First things first, credit where it is due to “Weird Al” Yankovic, already represented elsewhere on this countdown for other tunes, for his “Tacky” parody, which was probably 50% responsible for me loving this song so much. I had heard Pharrell’s original a handful of times and liked it well enough, but it was my repeated viewings of Al’s own video which made me hunt down the original for inclusion on my summer playlist. I’m pretty sure I don’t really need to explain to people why this song is just so shamelessly joyous and fun. As always with R&B/Top 40 stuff, I can’t really listen to a full album of it without getting a little anxious, waiting for a guitar riff to come crashing through my speaker, but the right song comes along and I am totally on board. I mean seriously, if you can’t get on board for four minutes of pure feel good pop candy like this every now and then, you probably have major issues to work out with yourself.
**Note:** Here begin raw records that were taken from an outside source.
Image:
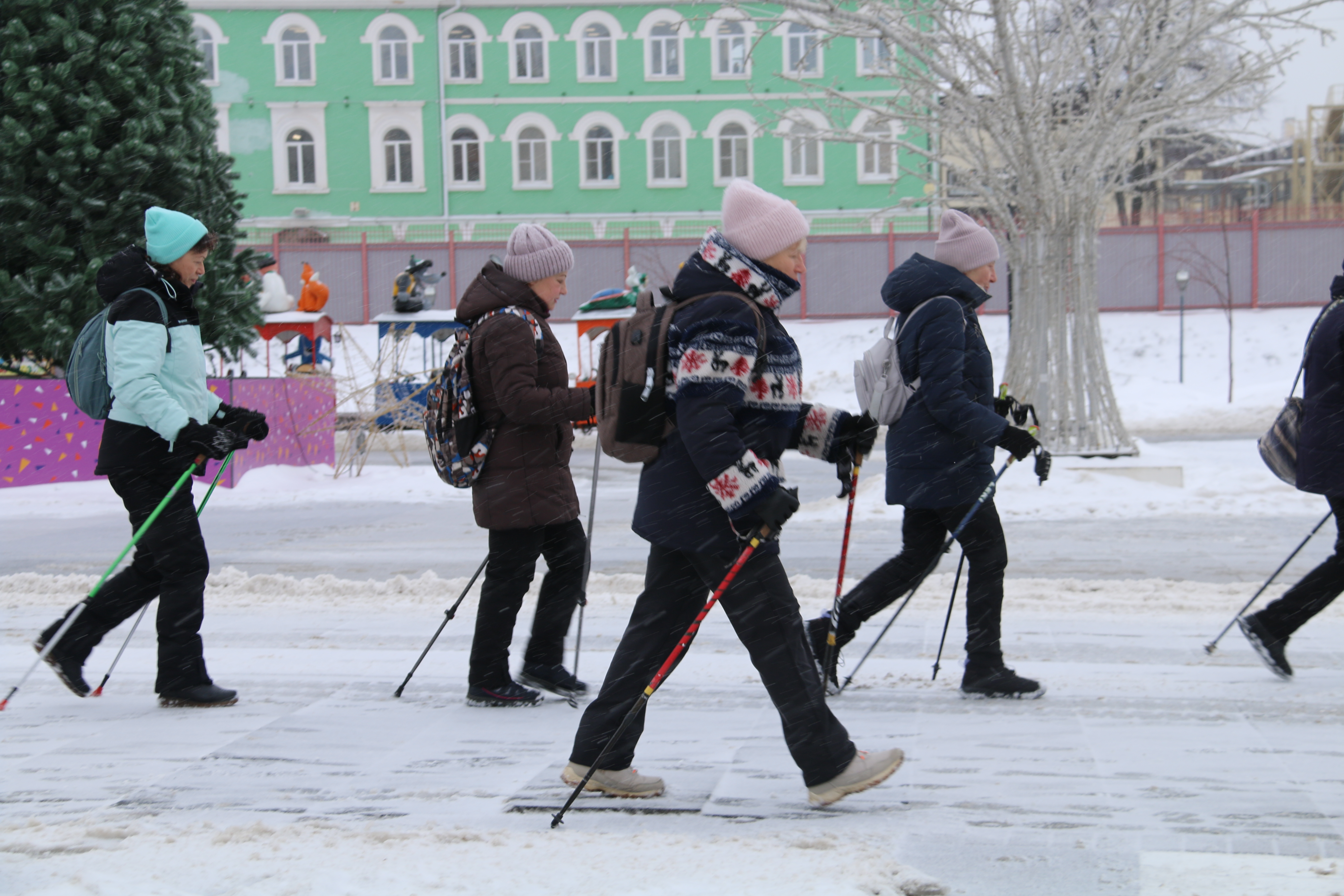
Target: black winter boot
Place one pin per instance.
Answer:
(511, 695)
(819, 632)
(556, 679)
(206, 695)
(1269, 648)
(982, 682)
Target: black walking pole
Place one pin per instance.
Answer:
(933, 565)
(97, 692)
(80, 608)
(448, 615)
(937, 660)
(1213, 645)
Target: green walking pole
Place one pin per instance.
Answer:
(97, 692)
(80, 608)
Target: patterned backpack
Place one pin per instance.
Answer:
(451, 416)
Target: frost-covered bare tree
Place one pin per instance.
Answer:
(1042, 109)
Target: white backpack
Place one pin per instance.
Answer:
(882, 390)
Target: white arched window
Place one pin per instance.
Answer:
(597, 52)
(534, 152)
(664, 52)
(209, 38)
(302, 158)
(397, 158)
(666, 155)
(529, 54)
(730, 50)
(296, 53)
(733, 156)
(803, 50)
(466, 152)
(463, 54)
(394, 54)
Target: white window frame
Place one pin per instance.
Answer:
(372, 37)
(785, 31)
(222, 127)
(547, 128)
(483, 37)
(646, 134)
(483, 135)
(861, 127)
(712, 33)
(549, 37)
(859, 43)
(785, 131)
(619, 135)
(285, 117)
(646, 34)
(576, 34)
(217, 37)
(315, 38)
(749, 124)
(408, 115)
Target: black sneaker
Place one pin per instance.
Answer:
(1269, 648)
(556, 679)
(209, 695)
(69, 670)
(511, 695)
(979, 684)
(819, 632)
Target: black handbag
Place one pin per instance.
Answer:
(1279, 447)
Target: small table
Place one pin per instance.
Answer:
(311, 327)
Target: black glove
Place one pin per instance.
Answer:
(214, 443)
(244, 421)
(771, 512)
(857, 434)
(1019, 443)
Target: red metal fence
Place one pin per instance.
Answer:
(1256, 264)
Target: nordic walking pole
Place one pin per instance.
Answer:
(97, 692)
(937, 660)
(1213, 645)
(845, 555)
(448, 615)
(588, 565)
(666, 670)
(80, 608)
(947, 546)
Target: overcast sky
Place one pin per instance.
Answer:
(1308, 76)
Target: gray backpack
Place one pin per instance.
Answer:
(86, 371)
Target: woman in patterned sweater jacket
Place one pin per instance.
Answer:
(736, 395)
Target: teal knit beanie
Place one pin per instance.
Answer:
(170, 234)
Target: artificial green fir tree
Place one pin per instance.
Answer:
(104, 113)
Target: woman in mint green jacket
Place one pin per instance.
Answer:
(163, 416)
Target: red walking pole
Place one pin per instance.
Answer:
(845, 555)
(666, 670)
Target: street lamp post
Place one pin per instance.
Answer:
(1182, 280)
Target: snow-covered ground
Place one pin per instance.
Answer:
(1150, 768)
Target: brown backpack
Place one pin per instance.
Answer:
(632, 420)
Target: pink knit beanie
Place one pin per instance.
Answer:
(535, 253)
(963, 244)
(760, 224)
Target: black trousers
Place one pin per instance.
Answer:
(171, 565)
(923, 534)
(509, 574)
(1316, 589)
(764, 613)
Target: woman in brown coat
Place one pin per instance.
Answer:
(525, 495)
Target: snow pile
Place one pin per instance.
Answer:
(230, 589)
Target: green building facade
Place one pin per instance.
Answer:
(412, 120)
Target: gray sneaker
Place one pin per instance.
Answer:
(866, 770)
(627, 782)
Just give in to it, it’s okay.
13. Guano Apes – “Close To The Sun”
Beginning life as a German skatepunk band back in the mid-90’s, Guano Apes have polished up their sound quite a bit in the decades since and, as usual, turned off a lot of their fans along the way (my friend Steve among them). That’s usually where I come in though, my preference for quality production and more melodic song writing almost always trumping the loss of any youthful aggression that accompanies such a career transition. This song slides in nicely alongside Anberlin’s “Hearing Voices” with its slow build into an uplifting chorus, although the guitars here never quite reach the level of that other track. Oddly enough though it’s the very *tease* of such a takeoff that brings this one home for me, including the aborted non-solo at about 2:45. Plus, Sandra Nasić’s vocals are an always welcome sound to my ears.
12. The Civil Wars – “Talking In Your Sleep”
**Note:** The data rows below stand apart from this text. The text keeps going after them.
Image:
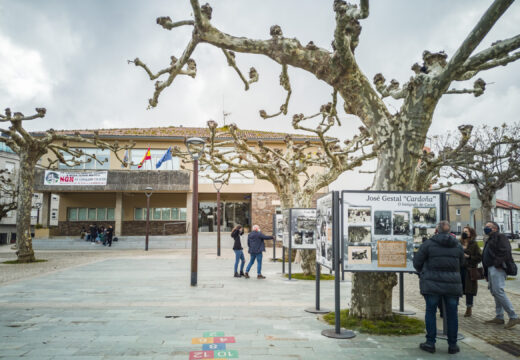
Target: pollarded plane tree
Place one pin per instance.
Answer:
(297, 171)
(400, 136)
(30, 150)
(489, 160)
(8, 192)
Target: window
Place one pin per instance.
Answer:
(163, 214)
(89, 163)
(88, 214)
(136, 155)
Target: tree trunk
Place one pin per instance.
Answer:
(25, 251)
(371, 295)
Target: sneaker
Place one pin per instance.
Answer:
(453, 349)
(512, 322)
(426, 346)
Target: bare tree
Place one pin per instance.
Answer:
(30, 150)
(489, 160)
(399, 136)
(8, 193)
(297, 172)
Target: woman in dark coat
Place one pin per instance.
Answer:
(472, 257)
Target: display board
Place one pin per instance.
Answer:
(381, 229)
(278, 227)
(324, 233)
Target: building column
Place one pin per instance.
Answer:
(118, 214)
(189, 207)
(46, 209)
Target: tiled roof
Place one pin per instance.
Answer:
(179, 132)
(500, 203)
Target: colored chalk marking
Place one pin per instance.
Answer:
(213, 333)
(202, 340)
(226, 354)
(223, 340)
(195, 355)
(213, 346)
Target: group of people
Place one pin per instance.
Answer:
(448, 268)
(99, 234)
(256, 246)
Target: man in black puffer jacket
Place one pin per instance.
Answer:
(438, 263)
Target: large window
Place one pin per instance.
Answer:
(164, 214)
(86, 164)
(136, 155)
(90, 214)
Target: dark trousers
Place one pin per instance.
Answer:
(432, 301)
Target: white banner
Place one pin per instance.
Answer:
(62, 178)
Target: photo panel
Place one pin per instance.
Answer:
(401, 223)
(382, 222)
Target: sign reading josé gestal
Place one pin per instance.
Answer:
(71, 178)
(382, 229)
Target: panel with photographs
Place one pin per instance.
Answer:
(303, 227)
(324, 238)
(381, 230)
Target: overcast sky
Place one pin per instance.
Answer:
(70, 57)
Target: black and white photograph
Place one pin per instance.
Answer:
(303, 227)
(422, 233)
(359, 215)
(382, 222)
(324, 231)
(359, 234)
(401, 223)
(360, 254)
(425, 216)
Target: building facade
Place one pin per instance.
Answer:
(121, 201)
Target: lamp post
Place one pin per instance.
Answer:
(218, 185)
(148, 192)
(195, 148)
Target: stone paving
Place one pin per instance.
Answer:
(141, 306)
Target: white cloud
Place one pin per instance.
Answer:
(23, 77)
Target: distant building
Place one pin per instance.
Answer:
(506, 214)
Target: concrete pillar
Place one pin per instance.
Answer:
(118, 214)
(189, 207)
(46, 209)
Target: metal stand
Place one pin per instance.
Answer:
(337, 332)
(316, 309)
(401, 310)
(444, 333)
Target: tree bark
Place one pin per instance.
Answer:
(25, 250)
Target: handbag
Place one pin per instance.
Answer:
(476, 273)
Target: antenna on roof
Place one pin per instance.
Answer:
(224, 113)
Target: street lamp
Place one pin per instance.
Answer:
(218, 185)
(195, 147)
(148, 192)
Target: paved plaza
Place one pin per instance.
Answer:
(128, 304)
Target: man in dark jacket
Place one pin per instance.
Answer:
(438, 263)
(255, 242)
(497, 251)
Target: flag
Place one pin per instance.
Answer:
(147, 156)
(125, 160)
(167, 156)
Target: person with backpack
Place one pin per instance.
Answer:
(237, 248)
(498, 262)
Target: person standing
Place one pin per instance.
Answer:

I’ve already lamented the loss of The Civil Wars this year in enough other places so I won’t beat a dead horse here. Instead I’ll focus on how happy I was they at least gave us a little something extra on the way out, releasing the four track Between The Bars EP which included a bunch of covers, the highlight of which was this total reimagining of The Romantics’ 1983 hit. I had always loved the original even though it seems to get lost in the shuffle of 80’s nostalgia and usually overshadowed by the band’s more well-known hit “What I Like About You”. What The Civil Wars did with this track is breathtaking, turning it from a bouncy new wave gem into a haunting and even disturbing heart-wrencher. Just gorgeously rendered on all fronts. John Paul White’s vocal performance here is wonderfully shattered.
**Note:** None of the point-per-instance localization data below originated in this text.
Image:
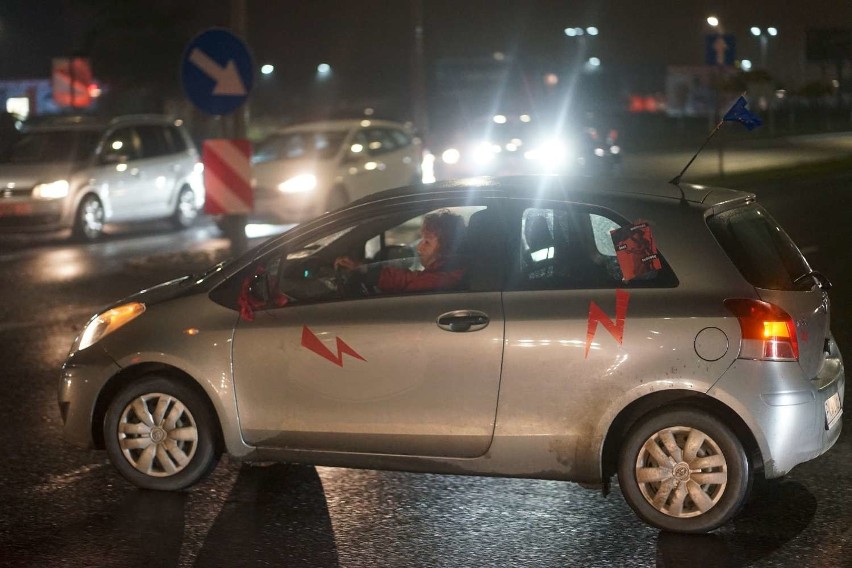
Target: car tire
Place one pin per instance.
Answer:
(89, 219)
(161, 434)
(186, 210)
(692, 491)
(337, 198)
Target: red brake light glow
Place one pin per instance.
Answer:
(769, 333)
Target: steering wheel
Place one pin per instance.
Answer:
(352, 282)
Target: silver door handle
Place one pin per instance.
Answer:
(463, 320)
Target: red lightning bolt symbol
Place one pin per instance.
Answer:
(596, 314)
(312, 342)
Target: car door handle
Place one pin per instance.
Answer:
(463, 320)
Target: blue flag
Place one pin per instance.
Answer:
(739, 113)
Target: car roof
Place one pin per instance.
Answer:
(562, 187)
(338, 124)
(91, 122)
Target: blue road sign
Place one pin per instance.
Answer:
(720, 49)
(217, 71)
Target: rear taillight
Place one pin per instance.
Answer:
(769, 333)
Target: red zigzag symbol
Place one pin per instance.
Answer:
(312, 342)
(596, 314)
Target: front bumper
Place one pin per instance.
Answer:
(20, 215)
(784, 410)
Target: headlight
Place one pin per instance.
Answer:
(302, 183)
(105, 323)
(450, 156)
(53, 190)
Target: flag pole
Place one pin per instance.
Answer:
(676, 180)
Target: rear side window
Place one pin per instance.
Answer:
(570, 246)
(760, 249)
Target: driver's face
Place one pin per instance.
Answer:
(429, 248)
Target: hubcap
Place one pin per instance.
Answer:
(93, 218)
(681, 472)
(186, 207)
(157, 435)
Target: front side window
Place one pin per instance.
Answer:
(573, 247)
(421, 251)
(120, 145)
(316, 145)
(153, 141)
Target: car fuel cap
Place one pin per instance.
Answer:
(711, 344)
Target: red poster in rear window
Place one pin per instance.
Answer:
(636, 251)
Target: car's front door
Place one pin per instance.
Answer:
(412, 374)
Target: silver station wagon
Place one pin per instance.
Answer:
(575, 329)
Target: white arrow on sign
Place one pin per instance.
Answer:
(228, 81)
(720, 46)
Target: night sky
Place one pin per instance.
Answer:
(369, 42)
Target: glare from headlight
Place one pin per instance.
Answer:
(105, 323)
(53, 190)
(551, 153)
(301, 183)
(484, 153)
(450, 156)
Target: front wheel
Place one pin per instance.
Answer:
(336, 199)
(683, 470)
(186, 210)
(160, 434)
(89, 219)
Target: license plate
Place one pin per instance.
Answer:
(832, 410)
(15, 209)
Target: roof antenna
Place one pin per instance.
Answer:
(737, 113)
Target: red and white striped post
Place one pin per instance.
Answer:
(227, 182)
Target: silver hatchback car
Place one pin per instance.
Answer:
(578, 329)
(80, 173)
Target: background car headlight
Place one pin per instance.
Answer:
(53, 190)
(450, 156)
(105, 323)
(301, 183)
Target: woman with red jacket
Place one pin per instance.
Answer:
(441, 235)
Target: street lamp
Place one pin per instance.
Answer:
(763, 36)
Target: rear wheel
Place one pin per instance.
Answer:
(683, 470)
(161, 434)
(186, 211)
(89, 219)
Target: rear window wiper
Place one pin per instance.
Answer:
(821, 279)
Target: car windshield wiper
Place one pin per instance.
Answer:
(821, 279)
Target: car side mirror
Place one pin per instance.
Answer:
(258, 288)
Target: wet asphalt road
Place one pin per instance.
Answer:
(60, 506)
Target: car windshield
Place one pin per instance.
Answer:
(38, 147)
(322, 145)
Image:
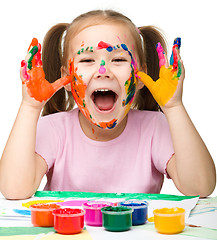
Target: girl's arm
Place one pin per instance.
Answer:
(191, 168)
(21, 169)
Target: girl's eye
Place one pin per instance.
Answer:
(119, 60)
(88, 60)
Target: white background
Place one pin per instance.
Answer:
(194, 21)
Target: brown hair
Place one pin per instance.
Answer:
(54, 56)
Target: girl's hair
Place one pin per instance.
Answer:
(56, 49)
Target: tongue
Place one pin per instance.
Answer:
(104, 103)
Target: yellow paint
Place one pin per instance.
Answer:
(28, 204)
(169, 220)
(151, 219)
(164, 88)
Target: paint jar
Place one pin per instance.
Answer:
(93, 214)
(140, 209)
(68, 220)
(41, 214)
(117, 219)
(169, 220)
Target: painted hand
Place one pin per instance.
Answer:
(165, 87)
(33, 75)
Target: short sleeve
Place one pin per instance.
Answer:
(162, 146)
(46, 141)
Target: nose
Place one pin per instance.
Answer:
(103, 71)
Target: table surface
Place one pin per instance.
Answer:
(99, 233)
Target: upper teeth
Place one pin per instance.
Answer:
(102, 90)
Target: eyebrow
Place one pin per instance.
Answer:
(109, 48)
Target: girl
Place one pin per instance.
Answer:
(110, 67)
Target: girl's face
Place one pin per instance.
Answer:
(104, 68)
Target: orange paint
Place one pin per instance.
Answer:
(169, 220)
(33, 43)
(37, 86)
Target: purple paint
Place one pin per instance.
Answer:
(93, 214)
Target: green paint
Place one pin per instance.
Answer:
(179, 69)
(117, 219)
(126, 196)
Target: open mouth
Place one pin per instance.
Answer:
(104, 99)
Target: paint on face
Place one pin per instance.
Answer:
(102, 69)
(79, 87)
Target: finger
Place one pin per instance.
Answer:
(177, 44)
(24, 74)
(33, 43)
(31, 61)
(161, 55)
(146, 79)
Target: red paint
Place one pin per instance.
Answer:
(41, 214)
(68, 220)
(33, 43)
(102, 45)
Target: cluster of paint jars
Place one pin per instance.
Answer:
(94, 213)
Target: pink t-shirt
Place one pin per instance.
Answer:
(134, 162)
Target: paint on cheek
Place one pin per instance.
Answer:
(102, 69)
(78, 88)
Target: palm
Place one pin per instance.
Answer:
(164, 89)
(34, 77)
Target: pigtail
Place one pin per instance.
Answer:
(151, 36)
(52, 62)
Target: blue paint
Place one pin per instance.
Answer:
(140, 209)
(177, 42)
(109, 49)
(22, 212)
11. X Ambassadors (feat. Jamie N Commons) – “Jungle”
The first time I heard this song was last summer when it became the ever-present anthem of both the Beats By Dre World Cup ad campaign (which was all over my TV) and WWE’s incessant Shopzone commercials (incessant if you watch as much wrestling as I do). I fell hook, line, and sinker for its stirring emotional (and percussive) stomp, along with its almost gospel-like vocal presentation. Musically it crosses that weird bridge between black music and white music that it seems only a select few artists are able to manage without completely pandering to one side or the other. Meanwhile its lyrical message of nutting up and facing whatever the world is throwing at you, no matter how grim, makes it a pretty obvious choice to be one of the new generation’s stadium sports anthems for years to come. Get used to that stomp, people, because you’re going to be hearing it for years to come.